All day the momentum had been against her, and momentum was almost impossible to reverse. But now it felt as though something was weakening, slackening. Was it really possible that this could turn from a career-ending day of humiliation and failure to a triumph? The sheer range of possible outcomes and their implications for her future seemed unfathomably vast as she sat balanced at what might just be a point of inflection. Things could still go either way. Eva felt a strange calm descend upon her. She opened up a line and began to trade.

  

‘There look, you're nearly back to flat,' came Big Paul's voice from behind her some time later, sweeping her attention out of the screens of flickering numbers that she had been entirely immersed, and she realised that he was right, she'd forced the market back to a level at which her losses had almost completely evaporated. Her surroundings swung back into focus and she realised that he'd been doing nothing but sitting at his desk watching the BTP market move as she traded.

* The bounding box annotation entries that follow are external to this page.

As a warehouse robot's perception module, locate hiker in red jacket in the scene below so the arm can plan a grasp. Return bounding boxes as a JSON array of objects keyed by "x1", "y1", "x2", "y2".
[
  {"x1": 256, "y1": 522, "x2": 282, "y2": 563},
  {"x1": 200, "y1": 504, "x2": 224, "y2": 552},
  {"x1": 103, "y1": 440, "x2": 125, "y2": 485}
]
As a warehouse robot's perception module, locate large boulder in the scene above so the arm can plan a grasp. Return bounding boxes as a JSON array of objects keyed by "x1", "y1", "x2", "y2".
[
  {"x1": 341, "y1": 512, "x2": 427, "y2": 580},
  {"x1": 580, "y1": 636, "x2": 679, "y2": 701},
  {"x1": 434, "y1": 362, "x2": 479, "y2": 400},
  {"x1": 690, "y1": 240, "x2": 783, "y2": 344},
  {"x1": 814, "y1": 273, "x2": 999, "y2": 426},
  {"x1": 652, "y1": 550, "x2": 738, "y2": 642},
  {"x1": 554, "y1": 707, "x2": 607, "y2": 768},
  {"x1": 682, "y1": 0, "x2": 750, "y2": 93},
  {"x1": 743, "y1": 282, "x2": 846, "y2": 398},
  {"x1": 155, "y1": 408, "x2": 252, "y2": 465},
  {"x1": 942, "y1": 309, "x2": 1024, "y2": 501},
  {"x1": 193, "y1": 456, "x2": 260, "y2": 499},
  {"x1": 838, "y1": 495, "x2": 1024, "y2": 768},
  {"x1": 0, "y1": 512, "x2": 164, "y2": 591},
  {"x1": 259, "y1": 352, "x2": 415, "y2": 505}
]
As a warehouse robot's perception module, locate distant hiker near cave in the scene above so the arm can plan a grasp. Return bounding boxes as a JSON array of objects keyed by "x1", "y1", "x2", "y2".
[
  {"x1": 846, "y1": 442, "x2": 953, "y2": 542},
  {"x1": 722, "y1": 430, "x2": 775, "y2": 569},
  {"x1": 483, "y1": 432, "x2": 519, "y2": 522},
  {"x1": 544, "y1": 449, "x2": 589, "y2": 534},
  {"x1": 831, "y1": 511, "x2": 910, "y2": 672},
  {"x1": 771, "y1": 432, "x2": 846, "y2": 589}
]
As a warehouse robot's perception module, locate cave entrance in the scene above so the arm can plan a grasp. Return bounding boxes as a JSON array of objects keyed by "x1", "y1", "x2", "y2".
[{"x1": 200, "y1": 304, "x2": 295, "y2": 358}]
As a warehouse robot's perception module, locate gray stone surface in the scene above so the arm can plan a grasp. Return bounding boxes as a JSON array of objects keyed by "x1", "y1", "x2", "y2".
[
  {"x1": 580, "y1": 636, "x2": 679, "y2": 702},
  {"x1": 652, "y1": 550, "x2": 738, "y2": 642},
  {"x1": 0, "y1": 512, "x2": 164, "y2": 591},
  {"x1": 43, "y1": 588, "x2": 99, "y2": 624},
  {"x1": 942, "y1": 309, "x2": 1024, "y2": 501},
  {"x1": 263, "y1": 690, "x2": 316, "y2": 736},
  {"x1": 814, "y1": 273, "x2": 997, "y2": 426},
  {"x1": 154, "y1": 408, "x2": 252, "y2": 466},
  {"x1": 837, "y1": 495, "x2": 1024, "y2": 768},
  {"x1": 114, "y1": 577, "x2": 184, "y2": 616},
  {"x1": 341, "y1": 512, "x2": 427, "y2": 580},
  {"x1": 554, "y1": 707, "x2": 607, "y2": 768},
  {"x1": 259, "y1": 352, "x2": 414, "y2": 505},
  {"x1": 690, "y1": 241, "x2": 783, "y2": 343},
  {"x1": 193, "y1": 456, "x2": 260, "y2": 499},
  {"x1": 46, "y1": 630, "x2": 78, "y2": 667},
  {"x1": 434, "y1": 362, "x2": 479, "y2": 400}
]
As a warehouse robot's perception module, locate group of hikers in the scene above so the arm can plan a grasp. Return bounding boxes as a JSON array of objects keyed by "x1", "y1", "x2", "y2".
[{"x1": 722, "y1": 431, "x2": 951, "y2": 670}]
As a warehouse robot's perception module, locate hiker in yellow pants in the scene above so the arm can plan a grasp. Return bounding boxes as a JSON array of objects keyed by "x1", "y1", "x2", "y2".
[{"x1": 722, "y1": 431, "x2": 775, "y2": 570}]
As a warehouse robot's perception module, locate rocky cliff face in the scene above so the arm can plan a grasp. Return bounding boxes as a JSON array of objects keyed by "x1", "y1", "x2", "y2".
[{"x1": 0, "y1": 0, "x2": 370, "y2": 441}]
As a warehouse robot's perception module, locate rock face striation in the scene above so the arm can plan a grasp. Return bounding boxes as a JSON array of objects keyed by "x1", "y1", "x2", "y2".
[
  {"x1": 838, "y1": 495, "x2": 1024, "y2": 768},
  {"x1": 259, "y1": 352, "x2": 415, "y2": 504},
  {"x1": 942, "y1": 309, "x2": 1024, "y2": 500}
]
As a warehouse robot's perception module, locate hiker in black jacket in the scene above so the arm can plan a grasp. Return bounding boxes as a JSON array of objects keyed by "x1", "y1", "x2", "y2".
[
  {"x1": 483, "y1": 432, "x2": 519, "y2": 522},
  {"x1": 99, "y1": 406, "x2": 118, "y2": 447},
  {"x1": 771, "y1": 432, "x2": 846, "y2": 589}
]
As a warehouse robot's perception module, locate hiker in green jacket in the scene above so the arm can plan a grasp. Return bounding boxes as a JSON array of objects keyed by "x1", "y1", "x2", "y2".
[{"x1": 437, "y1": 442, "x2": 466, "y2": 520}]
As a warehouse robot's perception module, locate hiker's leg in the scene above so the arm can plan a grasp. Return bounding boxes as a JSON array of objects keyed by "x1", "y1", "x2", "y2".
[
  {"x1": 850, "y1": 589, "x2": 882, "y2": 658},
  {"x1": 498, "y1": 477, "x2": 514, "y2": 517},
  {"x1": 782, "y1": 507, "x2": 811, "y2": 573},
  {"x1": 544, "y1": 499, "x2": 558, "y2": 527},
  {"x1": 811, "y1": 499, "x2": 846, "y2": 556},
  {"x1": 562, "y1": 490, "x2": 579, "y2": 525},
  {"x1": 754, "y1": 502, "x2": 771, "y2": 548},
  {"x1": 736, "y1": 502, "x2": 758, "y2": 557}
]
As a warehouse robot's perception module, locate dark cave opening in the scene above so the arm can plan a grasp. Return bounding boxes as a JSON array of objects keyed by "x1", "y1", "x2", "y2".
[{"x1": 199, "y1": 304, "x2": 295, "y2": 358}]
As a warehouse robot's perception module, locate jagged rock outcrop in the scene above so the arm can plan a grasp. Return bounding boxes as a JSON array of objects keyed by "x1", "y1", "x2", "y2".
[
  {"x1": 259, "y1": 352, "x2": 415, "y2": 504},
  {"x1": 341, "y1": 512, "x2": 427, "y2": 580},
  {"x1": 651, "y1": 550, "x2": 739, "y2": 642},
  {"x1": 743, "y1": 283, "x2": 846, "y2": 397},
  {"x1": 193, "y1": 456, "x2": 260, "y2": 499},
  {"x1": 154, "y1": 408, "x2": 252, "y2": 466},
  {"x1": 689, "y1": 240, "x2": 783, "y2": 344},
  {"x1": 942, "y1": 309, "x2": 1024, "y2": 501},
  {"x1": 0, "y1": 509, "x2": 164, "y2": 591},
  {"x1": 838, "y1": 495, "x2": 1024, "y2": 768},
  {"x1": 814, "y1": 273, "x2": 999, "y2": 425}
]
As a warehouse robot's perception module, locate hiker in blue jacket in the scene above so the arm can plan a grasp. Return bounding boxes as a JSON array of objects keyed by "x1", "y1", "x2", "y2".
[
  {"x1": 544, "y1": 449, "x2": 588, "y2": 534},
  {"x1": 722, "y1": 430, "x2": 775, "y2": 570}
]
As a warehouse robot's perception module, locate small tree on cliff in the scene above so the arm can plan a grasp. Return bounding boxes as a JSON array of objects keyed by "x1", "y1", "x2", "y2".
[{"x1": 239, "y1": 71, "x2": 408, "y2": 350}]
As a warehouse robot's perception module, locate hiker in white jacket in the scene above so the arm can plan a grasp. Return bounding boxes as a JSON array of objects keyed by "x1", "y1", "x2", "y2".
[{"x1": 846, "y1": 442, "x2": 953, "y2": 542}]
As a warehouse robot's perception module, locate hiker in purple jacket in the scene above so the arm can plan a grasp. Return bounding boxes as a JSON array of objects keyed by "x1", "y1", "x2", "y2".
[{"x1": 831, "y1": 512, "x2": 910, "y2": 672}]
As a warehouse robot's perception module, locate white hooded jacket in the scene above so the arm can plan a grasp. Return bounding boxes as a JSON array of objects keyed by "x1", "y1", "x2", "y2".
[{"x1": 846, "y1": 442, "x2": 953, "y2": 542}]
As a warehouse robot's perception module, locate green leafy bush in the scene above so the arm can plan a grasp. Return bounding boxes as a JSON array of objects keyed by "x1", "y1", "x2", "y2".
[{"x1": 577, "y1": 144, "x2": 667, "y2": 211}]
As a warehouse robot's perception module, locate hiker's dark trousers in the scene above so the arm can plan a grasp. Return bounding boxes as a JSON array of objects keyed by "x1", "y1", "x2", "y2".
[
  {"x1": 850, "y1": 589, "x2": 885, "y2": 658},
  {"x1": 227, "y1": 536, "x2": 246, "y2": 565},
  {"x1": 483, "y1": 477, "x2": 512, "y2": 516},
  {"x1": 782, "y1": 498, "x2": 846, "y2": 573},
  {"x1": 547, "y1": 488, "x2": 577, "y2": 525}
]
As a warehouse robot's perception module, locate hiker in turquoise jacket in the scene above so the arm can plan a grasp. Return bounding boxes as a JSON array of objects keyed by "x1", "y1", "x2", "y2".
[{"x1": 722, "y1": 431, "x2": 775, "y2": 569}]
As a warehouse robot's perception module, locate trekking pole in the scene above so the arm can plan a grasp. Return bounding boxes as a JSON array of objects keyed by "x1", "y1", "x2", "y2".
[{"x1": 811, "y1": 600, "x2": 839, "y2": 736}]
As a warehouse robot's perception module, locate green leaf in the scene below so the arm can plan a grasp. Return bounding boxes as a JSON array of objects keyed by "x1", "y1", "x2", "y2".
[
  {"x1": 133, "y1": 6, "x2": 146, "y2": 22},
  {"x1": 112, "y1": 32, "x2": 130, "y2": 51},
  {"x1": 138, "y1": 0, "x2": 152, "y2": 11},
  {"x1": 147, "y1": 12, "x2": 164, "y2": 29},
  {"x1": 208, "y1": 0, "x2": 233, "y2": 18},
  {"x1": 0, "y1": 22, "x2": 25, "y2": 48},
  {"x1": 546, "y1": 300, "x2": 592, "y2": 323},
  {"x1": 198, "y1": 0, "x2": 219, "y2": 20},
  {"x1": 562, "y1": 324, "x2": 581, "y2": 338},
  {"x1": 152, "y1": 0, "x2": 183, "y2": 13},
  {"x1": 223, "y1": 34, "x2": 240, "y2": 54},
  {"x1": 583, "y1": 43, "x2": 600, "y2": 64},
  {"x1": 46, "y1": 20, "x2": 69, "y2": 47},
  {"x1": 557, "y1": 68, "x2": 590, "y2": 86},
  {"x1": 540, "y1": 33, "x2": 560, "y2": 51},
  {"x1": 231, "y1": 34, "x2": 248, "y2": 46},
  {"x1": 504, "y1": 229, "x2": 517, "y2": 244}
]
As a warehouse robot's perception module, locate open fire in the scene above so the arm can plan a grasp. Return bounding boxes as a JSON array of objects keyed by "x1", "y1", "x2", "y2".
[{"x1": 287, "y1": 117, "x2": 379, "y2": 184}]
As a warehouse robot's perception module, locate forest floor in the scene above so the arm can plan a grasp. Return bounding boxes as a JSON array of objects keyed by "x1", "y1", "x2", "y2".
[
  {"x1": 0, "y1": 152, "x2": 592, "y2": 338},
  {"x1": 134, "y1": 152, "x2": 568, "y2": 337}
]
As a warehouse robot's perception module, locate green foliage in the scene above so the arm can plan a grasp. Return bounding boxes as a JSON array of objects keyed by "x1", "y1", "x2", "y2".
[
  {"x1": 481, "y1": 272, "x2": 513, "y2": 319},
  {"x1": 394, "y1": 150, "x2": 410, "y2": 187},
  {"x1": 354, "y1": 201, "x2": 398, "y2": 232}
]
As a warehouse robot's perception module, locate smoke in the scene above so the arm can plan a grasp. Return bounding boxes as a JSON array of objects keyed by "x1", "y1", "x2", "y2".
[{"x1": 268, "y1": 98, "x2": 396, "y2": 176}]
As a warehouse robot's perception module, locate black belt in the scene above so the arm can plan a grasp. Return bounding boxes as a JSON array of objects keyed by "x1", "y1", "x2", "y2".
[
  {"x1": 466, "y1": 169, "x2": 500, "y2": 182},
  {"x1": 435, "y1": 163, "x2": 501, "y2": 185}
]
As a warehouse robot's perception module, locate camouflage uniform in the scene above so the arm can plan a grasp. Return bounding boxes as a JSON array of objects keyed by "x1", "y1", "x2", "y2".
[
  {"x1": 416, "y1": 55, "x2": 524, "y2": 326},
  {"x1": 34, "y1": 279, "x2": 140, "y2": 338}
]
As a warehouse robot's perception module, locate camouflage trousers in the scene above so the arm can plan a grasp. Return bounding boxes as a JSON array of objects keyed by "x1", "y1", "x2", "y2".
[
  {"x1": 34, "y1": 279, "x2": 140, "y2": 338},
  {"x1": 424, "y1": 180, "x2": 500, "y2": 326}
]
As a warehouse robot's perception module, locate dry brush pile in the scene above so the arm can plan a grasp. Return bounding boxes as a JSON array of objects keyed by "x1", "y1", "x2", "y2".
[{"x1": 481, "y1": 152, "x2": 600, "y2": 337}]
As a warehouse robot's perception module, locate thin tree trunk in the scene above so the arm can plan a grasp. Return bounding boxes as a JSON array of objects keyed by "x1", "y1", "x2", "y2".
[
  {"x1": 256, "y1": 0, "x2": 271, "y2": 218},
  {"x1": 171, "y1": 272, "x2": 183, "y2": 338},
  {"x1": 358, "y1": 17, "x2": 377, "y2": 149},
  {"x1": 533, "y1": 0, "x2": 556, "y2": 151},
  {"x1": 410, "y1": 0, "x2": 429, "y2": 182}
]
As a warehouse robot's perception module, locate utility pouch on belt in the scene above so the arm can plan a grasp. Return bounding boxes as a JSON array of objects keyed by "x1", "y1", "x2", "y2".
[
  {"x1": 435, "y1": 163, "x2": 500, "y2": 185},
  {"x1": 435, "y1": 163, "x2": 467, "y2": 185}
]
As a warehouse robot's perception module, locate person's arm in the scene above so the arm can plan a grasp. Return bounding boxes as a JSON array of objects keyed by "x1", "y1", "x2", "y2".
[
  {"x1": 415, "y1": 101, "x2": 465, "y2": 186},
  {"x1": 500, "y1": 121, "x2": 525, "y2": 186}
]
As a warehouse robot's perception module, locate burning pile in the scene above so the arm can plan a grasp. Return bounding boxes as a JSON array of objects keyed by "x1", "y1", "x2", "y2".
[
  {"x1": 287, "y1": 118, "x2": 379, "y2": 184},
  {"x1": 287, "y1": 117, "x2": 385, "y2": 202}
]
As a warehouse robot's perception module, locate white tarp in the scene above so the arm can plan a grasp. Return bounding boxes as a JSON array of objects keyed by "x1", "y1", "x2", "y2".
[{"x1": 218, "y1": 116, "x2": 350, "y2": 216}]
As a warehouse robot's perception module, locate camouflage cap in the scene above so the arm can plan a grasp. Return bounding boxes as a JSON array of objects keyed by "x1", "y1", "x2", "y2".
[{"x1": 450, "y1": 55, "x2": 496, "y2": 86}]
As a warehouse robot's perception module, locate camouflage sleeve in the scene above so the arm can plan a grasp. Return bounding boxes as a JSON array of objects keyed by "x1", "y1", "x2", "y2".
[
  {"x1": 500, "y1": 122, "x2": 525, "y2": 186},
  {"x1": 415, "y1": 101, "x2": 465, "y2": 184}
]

‘Damn right,' she told him. ‘Watch this. If we can just get back up to ninety six, we'll be in business.'

It was three o'clock now, with just one hour to go before the market closed. Over the last few minutes two of the higher offer prices had disappeared from her screen, which could mean that people were finishing up for the day, or just that they wanted her to think that they were. Still, if there were ever a time to strike it was now. Eva kept buying steadily until she had about two thirds of the six hundred million bonds she wanted that day and there were just twenty minutes to go. The sellers were pulling back and she could see the path to the finish line opening up in front of her. The best offer was now ninety-seven, allowing her to exhale.